Wednesday, December 13, 2006

US Blocks News of UN Fact-Finding Mission

December 13, 2006 Today I received the following email from an Arab American friend:


There is so much left out of US news, but the omission of this story boggles the mind.

From BBC
Israel has blocked a UN fact-finding mission to the Gaza Strip that was
to be led by South African Nobel laureate Desmond Tutu, the UN says.

Mr Tutu's team would have investigated last month's killings of 19
civilians in an Israeli artillery barrage in the northern town of Beit
Hanoun.

But Israel had not granted the former Archbishop of Cape Town the
necessary travel clearance, a UN official said.

The Israeli government said it had not formally denied visas to the UN
team.

Mr Tutu's team was supposed to report its findings to the Geneva-based
UN Human Rights Council by Friday.

Spokeswoman Sonia Bakar said Mr Tutu had other engagements and could
not wait any longer for Israeli permission to travel.

"It has been cancelled. We were supposed to go yesterday (Sunday)," she
said.

An Israeli government spokesman said it had not made a final decision
on whether to grant visas for Mr Tutu's team.

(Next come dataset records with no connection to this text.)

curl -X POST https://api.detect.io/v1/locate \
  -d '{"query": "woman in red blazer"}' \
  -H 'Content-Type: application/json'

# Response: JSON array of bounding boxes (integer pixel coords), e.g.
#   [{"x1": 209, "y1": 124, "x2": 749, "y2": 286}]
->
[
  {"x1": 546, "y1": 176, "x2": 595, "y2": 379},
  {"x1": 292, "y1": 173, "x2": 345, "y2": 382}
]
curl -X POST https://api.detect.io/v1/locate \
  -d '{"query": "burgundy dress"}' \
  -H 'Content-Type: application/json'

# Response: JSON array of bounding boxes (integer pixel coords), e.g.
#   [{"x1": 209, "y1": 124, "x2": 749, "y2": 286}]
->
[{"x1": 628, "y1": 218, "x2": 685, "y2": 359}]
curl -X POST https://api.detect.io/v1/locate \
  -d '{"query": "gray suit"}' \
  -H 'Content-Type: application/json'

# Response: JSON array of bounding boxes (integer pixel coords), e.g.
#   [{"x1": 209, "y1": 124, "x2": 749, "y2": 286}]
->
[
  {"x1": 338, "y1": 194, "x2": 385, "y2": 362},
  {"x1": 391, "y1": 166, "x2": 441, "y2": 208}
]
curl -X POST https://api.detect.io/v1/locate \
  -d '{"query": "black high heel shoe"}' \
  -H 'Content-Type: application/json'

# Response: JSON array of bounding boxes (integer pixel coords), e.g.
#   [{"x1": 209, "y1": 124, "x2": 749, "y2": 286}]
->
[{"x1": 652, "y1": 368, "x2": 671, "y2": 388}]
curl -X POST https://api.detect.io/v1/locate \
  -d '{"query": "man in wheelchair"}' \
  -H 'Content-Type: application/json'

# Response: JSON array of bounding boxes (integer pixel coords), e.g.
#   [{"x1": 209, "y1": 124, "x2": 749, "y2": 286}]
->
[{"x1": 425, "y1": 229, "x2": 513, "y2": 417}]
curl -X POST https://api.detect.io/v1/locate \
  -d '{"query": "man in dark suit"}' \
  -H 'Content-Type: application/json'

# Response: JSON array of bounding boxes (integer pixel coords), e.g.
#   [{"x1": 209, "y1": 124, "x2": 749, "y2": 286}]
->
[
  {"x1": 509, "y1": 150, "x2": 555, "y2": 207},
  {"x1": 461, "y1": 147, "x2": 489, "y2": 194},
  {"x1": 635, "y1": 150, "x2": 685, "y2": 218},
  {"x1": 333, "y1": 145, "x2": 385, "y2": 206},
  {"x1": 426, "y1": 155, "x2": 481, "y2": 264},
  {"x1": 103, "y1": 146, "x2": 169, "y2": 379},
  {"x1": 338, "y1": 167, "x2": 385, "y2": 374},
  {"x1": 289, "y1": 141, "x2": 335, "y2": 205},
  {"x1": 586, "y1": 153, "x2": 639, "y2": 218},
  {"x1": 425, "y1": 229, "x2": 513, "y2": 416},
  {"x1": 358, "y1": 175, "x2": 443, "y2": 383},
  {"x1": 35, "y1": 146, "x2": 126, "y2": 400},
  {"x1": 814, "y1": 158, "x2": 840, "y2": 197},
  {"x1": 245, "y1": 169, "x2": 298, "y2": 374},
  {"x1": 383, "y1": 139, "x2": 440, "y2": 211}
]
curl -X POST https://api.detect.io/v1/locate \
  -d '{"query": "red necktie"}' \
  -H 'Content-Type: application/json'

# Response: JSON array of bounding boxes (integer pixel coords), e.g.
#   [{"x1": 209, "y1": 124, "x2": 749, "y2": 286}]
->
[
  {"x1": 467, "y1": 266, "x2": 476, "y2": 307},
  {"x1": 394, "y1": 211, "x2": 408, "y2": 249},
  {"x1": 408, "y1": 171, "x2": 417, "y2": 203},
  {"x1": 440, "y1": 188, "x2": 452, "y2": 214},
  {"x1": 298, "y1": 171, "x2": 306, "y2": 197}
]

He said the government did "not have a problem not with the
personalities, we had a problem with the institution. We saw a
situation whereby the human rights mechanism of the UN was being
cynically exploited to advance an anti-Israel agenda".

Shelling 'an accident'

The 47-nation Human Rights Council authorised the mission last month
after condemning the killings.

It asked Mr Tutu to assess the situation of victims, address the needs
of survivors and make recommendations on ways to protect Palestinian
civilians against further Israeli attacks.

The shelling, which Israel said was unintended, came after its troops
wound up a week-long incursion designed to curb Palestinian rocket
attacks on Israel from the town.

The Israeli army claimed Beit Hanoun was a rocket-launching stronghold.

Mr Tutu - the winner of the 1984 Nobel Peace Prize for his fight
against apartheid in South Africa - chaired the country's Truth and
Reconciliation Commission after the end of white minority rule.